3. Which alloying elements are increasingly becoming scarce? How will this affect future product generations?
The alloying elements with the clearest sign of relative scarcity - for example, due to technology-driven demands or geopolitical risk factors - include tantalum, the above-mentioned eight rare earth metals as well as niobium and tungsten. In fact, this could have significant implications for future high-tech products and product developments. In particular the use of super alloys, high-strength steels and various titanium alloys will be affected by these restrictions.
4. Please give us some information concerning iron, aluminum and copper. How is the actual raw material situation and how long will the known reserves last?
Concerning these metals no absolute shortages are in sight, despite the rising demand particularly from China. The raw material reserves for bauxite – the base material for the aluminum production – will last for 129 years and iron ore will last for about 83 years, respectively. The situation for copper looks a bit more critical. It is estimated that the reserves will cover the demands only for the next 30 years. However, this number remains stable since many years due to the continuous exploration of new deposits. On the other hand, it is assumed that relative shortages will influence the copper situation – among others, the impact of monopoly suppliers will be a possible reasons for this.
5. What´s about material efficiency?
Material efficiency is slowly but surely established as an important issue in manufacturing. One sign is the growing number of application relevant research projects that deal with issues of material efficiency in manufacturing processes. But I would not go so far to claim that this topic will show positive effects on the macroeconomic level up to now. We are just at the beginning of a development which certainly has great potential in various industries and which should be implemented consequently in the coming years and decades.
6. Recycling is also an important issue. What are new strategies in this field and how are the actual figures of metal recycling?

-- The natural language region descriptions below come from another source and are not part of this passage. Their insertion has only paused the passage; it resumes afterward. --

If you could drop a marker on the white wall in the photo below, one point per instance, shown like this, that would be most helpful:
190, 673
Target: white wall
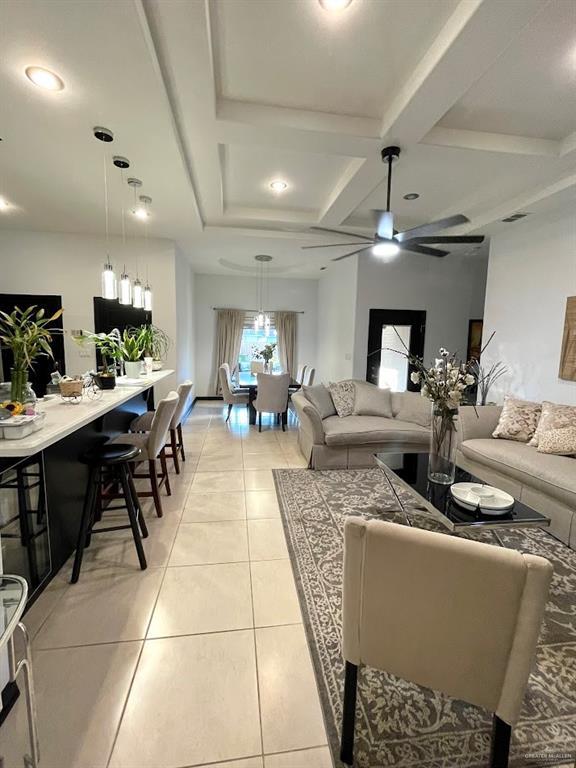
336, 320
70, 265
241, 293
451, 290
532, 270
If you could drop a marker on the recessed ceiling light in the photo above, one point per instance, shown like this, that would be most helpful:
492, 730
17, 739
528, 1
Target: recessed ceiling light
334, 5
45, 79
278, 185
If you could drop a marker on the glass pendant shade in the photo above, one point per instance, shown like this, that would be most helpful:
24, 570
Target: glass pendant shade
137, 294
125, 289
148, 298
109, 285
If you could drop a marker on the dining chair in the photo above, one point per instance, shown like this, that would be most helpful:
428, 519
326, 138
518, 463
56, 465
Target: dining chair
143, 423
272, 396
446, 613
152, 446
309, 374
229, 395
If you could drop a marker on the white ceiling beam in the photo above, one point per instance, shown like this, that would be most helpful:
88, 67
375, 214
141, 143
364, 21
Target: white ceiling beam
476, 34
491, 142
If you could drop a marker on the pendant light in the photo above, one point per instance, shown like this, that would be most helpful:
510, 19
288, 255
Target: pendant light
125, 290
109, 285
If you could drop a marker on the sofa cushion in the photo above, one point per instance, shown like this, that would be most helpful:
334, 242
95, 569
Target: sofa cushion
553, 475
321, 399
518, 420
411, 406
359, 430
372, 401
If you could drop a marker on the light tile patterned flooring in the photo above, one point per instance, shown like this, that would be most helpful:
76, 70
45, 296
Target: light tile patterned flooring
202, 658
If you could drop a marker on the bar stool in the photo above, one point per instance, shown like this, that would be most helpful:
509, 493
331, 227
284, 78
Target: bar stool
143, 423
109, 463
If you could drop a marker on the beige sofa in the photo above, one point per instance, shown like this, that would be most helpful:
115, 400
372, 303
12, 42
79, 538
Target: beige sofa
351, 441
544, 482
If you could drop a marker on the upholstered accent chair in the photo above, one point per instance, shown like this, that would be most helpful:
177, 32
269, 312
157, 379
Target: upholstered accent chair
152, 446
143, 423
446, 613
272, 397
230, 396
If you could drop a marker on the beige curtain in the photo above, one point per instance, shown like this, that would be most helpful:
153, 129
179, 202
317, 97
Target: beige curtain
285, 323
229, 326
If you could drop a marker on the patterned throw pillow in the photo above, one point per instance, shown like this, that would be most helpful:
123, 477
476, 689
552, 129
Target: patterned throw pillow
561, 442
518, 420
343, 396
554, 416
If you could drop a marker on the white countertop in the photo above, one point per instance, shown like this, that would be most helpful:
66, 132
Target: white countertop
64, 418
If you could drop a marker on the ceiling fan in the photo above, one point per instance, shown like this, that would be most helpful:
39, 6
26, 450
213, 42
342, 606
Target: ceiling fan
387, 242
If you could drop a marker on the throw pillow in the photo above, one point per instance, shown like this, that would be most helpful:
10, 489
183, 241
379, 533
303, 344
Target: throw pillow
321, 399
343, 394
561, 442
554, 416
372, 401
518, 420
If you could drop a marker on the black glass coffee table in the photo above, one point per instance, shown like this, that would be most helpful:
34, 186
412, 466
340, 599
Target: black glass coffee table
411, 469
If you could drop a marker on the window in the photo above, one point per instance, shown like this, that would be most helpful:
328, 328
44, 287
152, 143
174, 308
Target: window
254, 340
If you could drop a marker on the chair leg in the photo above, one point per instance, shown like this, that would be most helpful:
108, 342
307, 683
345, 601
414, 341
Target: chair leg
87, 513
349, 714
174, 446
500, 747
154, 485
164, 466
132, 516
181, 442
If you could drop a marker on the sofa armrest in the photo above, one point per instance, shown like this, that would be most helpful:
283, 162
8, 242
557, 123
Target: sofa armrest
478, 422
309, 418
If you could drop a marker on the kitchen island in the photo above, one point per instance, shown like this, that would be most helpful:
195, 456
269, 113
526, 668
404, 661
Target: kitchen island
42, 481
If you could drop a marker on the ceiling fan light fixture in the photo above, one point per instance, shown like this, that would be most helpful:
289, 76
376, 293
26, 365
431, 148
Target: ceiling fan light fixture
385, 250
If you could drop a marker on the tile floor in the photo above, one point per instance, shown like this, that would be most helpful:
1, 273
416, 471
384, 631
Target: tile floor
201, 659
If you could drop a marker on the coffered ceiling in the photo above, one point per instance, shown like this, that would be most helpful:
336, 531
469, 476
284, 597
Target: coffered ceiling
211, 100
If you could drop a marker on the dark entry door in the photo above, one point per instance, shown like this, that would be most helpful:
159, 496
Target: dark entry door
390, 329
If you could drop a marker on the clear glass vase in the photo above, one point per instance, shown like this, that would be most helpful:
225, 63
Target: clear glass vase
443, 444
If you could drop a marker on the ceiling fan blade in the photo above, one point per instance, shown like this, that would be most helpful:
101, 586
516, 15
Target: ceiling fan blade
339, 232
423, 250
346, 255
331, 245
446, 239
434, 226
385, 224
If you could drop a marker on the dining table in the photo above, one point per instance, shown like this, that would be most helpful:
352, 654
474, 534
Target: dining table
249, 381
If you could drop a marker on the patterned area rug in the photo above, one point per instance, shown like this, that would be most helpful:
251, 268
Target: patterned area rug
400, 724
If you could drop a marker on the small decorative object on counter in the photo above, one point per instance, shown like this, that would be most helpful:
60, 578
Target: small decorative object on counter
27, 334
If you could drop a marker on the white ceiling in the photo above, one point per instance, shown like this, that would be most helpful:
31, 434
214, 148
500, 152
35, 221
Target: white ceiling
211, 100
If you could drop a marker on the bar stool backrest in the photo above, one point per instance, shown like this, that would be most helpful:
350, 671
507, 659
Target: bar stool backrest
184, 390
161, 423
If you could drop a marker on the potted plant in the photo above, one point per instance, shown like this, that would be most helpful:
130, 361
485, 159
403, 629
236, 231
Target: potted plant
109, 346
27, 333
156, 343
132, 348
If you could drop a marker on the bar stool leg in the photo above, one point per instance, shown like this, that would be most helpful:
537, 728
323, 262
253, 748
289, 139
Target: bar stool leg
181, 442
132, 516
140, 514
174, 445
87, 514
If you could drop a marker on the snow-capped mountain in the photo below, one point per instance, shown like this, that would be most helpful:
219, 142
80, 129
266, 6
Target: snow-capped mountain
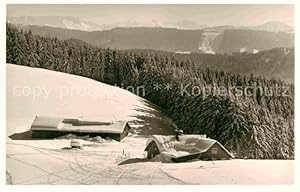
56, 21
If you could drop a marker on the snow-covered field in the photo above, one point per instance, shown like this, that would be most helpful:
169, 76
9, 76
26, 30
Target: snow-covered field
50, 162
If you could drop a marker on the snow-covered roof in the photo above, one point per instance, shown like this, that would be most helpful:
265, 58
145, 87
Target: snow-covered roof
187, 143
77, 125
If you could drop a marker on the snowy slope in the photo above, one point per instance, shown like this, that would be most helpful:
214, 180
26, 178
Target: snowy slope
109, 162
33, 91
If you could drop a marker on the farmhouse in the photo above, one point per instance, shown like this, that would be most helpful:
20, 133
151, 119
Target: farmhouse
52, 127
187, 148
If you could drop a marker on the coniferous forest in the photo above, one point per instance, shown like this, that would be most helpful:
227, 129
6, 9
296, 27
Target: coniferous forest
259, 126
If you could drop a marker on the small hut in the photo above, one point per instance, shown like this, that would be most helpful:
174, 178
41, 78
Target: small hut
52, 127
187, 148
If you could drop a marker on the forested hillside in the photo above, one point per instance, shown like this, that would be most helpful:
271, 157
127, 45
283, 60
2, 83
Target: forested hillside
255, 122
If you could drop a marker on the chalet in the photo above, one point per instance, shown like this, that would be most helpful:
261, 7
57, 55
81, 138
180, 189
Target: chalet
52, 127
187, 148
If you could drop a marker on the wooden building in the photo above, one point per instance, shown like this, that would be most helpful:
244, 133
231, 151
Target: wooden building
52, 127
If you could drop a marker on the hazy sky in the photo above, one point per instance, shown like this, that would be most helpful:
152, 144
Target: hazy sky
211, 15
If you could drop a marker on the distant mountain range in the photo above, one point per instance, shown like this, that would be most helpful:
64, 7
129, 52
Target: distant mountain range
64, 22
210, 40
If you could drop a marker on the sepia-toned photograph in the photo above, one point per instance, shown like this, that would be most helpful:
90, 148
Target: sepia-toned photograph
150, 94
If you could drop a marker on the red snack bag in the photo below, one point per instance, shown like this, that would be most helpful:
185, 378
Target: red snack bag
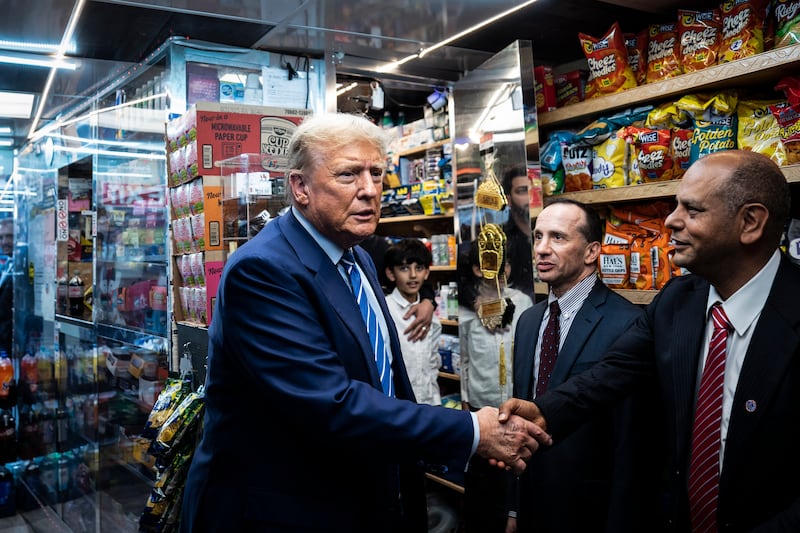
700, 35
663, 52
636, 43
609, 71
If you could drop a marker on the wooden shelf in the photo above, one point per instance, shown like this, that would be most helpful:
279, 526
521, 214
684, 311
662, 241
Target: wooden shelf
413, 218
421, 148
764, 69
449, 484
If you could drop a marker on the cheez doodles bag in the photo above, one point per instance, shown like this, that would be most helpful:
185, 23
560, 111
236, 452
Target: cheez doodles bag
663, 52
609, 71
699, 33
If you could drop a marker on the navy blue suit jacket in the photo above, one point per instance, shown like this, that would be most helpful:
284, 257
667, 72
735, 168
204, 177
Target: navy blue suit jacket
583, 483
758, 487
298, 435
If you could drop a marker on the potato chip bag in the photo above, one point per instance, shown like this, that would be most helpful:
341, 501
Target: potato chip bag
636, 44
788, 118
742, 28
577, 161
663, 52
609, 71
699, 33
787, 22
609, 162
758, 129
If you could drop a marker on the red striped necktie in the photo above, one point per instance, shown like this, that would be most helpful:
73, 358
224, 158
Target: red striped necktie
704, 465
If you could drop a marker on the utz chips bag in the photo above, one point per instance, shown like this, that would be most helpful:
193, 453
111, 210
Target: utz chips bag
577, 161
636, 43
758, 129
609, 71
742, 28
699, 36
608, 162
787, 22
663, 52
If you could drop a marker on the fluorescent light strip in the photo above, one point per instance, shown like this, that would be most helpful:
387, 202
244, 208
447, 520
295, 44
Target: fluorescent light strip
424, 51
65, 40
32, 61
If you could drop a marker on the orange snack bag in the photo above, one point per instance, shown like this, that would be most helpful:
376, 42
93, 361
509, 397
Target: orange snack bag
742, 29
663, 52
609, 71
699, 34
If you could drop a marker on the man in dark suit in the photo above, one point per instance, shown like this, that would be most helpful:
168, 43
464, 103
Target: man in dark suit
728, 373
584, 483
301, 432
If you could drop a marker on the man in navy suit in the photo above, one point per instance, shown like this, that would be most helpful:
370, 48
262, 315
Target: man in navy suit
299, 434
731, 210
584, 483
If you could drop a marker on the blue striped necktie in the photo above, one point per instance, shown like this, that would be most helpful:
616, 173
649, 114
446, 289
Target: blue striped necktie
370, 317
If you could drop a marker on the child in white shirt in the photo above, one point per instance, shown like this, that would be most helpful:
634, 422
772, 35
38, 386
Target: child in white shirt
407, 265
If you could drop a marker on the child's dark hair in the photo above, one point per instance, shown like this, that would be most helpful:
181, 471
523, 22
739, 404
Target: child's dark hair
406, 252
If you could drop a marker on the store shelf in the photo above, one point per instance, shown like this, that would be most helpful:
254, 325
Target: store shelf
421, 148
413, 218
763, 69
449, 484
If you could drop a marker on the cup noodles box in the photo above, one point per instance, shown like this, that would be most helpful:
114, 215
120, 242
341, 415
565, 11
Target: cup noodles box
220, 131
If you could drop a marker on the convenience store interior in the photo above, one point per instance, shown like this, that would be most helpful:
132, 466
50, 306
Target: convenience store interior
66, 66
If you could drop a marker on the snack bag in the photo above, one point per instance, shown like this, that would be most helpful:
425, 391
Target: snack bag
699, 35
788, 118
663, 52
742, 28
577, 160
609, 71
636, 44
759, 130
608, 162
787, 22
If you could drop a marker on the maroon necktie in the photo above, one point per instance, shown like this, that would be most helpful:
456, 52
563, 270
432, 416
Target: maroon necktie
704, 465
549, 349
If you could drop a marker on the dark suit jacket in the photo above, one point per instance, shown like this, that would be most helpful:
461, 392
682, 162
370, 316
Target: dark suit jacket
583, 483
298, 434
759, 487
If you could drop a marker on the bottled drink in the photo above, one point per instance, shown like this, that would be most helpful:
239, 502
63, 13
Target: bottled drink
7, 396
75, 293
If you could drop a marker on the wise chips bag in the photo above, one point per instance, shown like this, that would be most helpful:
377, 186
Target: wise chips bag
609, 71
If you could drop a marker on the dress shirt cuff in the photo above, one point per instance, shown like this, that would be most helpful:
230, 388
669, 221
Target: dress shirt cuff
476, 438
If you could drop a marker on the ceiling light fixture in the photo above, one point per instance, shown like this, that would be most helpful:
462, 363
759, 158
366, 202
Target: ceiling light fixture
66, 39
31, 60
424, 51
16, 105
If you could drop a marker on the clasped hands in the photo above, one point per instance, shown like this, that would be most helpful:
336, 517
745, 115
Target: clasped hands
510, 435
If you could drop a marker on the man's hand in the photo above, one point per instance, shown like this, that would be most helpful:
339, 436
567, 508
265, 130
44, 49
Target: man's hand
527, 410
510, 443
423, 315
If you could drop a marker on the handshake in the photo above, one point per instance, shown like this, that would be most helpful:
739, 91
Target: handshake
510, 435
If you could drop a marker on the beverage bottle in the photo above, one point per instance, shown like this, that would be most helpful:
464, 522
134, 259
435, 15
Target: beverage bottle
452, 301
75, 294
7, 389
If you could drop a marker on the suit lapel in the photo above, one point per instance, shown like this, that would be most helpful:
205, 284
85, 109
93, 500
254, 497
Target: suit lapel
582, 326
772, 348
687, 336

Overall, metal recycling provides very high efficiency potentials. But the possibilities change from metal to metal, so a general evaluation is difficult. For some mass metals, the recycling rate is already relatively high. For example the recycling rate for titanium reaches 38% globally, aluminum reaches 35% globally, copper reaches 15% globally and 56% in Germany and chromium reaches 15 to 20% in Germany. Concerning high-tech metals, the recycling rates show strong variations. Complex return logistics, general problems of separability from end products and the often used small amounts are the main reasons for this. Here the recycling rates range from 45% for platinum to 13% for rhenium up to only about 1% for rare earths metals. It is assumed that in the future significantly higher recycling rates will be realized. The integration of recycling strategies in the production process, recycling-friendly product designs, intelligent return logistics and the establishment of incentive systems will pioneer this important development.